The springs we chose for this build are Comp's beehive design. They are smaller at the top which cuts weight by using a significantly smaller retainer. The beehive shape also helps cut harmonics. The result is better valve control with less spring pressures. Once installed, our springs spec'ed out at 140 pounds at a 1.740 installed height and 260 pounds over the nose (0.480 inch maximum valve lift).

We're running head studs from ARP instead of bolts because they produce more even clamping torque across the head. The only problem with studs is they can make the heads impossible to remove with the engine still in the car. Regardless of which you choose, make sure to use plenty of thread sealant because the bolt holes on Chevrolet small-blocks go right into the water jackets.

The Cometic head gaskets we're using are a multi-layer steel design (MLS) which not only seal better in high-compression applications than conventional head gaskets, but are also quite thin when compressed. The compressed thickness once the heads are bolted on will be approximately 0.040 inch, which will help keep compression up.

One trick to help eliminate oil leaks is to apply a thin film of silicone above and below the "ears" on each gasket.

Now the heads can be gently lowered into place. Make sure they fit over the dowel pins on the deck of the block.

ARP provides torque specs for its fasteners when using either oil or moly lube. But you'll get more consistent results with moly. Make sure to coat the threads and the mating face between the nuts and the washers. (Or the underside of the head of the bolt, if that's what you're using.) Don't be afraid to use this stuff liberally. Too little can mean an improperly torqued head bolt, but too much just means you've got a mess to clean up.

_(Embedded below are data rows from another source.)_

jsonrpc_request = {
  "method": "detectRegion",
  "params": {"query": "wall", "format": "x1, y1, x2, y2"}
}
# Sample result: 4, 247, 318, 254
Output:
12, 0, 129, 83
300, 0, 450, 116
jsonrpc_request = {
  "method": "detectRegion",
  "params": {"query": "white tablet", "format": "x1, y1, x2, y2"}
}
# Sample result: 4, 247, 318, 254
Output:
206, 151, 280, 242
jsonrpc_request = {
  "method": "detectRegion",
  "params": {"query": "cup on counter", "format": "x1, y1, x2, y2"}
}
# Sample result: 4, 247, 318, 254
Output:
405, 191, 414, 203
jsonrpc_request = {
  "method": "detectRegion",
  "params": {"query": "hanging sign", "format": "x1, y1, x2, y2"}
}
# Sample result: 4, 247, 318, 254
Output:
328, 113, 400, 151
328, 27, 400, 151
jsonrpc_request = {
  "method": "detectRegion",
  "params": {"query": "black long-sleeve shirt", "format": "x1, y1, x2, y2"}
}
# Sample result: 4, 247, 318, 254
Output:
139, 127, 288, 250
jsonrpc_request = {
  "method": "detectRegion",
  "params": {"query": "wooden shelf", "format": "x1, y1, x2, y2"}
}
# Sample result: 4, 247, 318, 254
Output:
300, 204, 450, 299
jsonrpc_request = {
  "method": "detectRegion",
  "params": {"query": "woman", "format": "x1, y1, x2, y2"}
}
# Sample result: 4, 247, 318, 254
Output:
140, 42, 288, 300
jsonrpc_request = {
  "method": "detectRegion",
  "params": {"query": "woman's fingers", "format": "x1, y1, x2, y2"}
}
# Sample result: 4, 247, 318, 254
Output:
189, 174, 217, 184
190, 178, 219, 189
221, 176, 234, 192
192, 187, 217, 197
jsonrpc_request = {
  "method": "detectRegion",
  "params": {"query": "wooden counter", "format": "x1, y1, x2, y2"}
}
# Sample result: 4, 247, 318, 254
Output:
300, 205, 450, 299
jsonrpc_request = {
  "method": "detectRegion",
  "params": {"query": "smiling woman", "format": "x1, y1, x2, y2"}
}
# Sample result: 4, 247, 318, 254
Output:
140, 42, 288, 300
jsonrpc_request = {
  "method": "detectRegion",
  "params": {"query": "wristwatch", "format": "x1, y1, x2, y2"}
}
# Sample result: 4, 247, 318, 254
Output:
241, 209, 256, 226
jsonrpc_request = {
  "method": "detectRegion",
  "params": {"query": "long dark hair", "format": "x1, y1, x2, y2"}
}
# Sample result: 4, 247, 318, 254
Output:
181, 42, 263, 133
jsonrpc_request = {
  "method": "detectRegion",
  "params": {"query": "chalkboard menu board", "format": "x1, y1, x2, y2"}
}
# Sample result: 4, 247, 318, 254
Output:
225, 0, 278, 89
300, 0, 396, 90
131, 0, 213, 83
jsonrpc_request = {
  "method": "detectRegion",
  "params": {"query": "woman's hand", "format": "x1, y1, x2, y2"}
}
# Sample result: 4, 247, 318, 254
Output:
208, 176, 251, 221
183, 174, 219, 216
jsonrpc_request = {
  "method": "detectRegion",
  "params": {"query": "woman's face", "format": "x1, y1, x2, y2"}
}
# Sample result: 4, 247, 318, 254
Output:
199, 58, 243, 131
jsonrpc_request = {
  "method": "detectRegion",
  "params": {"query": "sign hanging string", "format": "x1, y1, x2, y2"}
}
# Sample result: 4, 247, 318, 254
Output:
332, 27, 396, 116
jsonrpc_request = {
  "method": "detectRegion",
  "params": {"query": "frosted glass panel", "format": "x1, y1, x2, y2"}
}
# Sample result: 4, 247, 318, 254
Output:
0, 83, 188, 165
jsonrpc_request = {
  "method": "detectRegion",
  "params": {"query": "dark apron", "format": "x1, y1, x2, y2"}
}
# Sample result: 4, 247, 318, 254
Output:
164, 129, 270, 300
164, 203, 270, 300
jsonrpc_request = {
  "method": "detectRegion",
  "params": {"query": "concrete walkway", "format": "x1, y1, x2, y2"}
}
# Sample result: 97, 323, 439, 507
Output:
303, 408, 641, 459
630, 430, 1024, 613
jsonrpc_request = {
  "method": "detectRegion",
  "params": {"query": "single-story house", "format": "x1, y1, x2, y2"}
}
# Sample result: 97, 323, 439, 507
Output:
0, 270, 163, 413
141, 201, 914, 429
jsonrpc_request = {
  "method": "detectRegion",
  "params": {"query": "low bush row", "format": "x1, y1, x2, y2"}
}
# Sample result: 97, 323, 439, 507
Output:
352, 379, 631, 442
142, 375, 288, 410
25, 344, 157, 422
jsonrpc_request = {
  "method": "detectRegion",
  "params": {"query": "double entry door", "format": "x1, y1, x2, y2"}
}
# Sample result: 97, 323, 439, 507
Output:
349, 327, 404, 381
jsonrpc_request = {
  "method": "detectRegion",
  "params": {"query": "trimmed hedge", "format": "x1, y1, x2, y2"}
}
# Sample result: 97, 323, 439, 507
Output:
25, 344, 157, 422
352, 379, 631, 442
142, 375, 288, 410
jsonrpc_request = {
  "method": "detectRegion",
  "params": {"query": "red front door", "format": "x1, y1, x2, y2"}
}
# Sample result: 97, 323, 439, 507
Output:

Torque the fasteners in three steps. Begin at 30 ft/lbs, and then move on to 55 and finally 80 ft/lbs. The final torque value for motor oil, by the way, is 85 ft/lbs.

The order in which you tighten the head bolts is also critical because a cast iron head can actually flex as you tighten it. Begin with the center stud just above the center exhaust ports. Then move down to the stud just below the exhaust port split on the left. Continue moving in an outward spiral until you've tightened them all.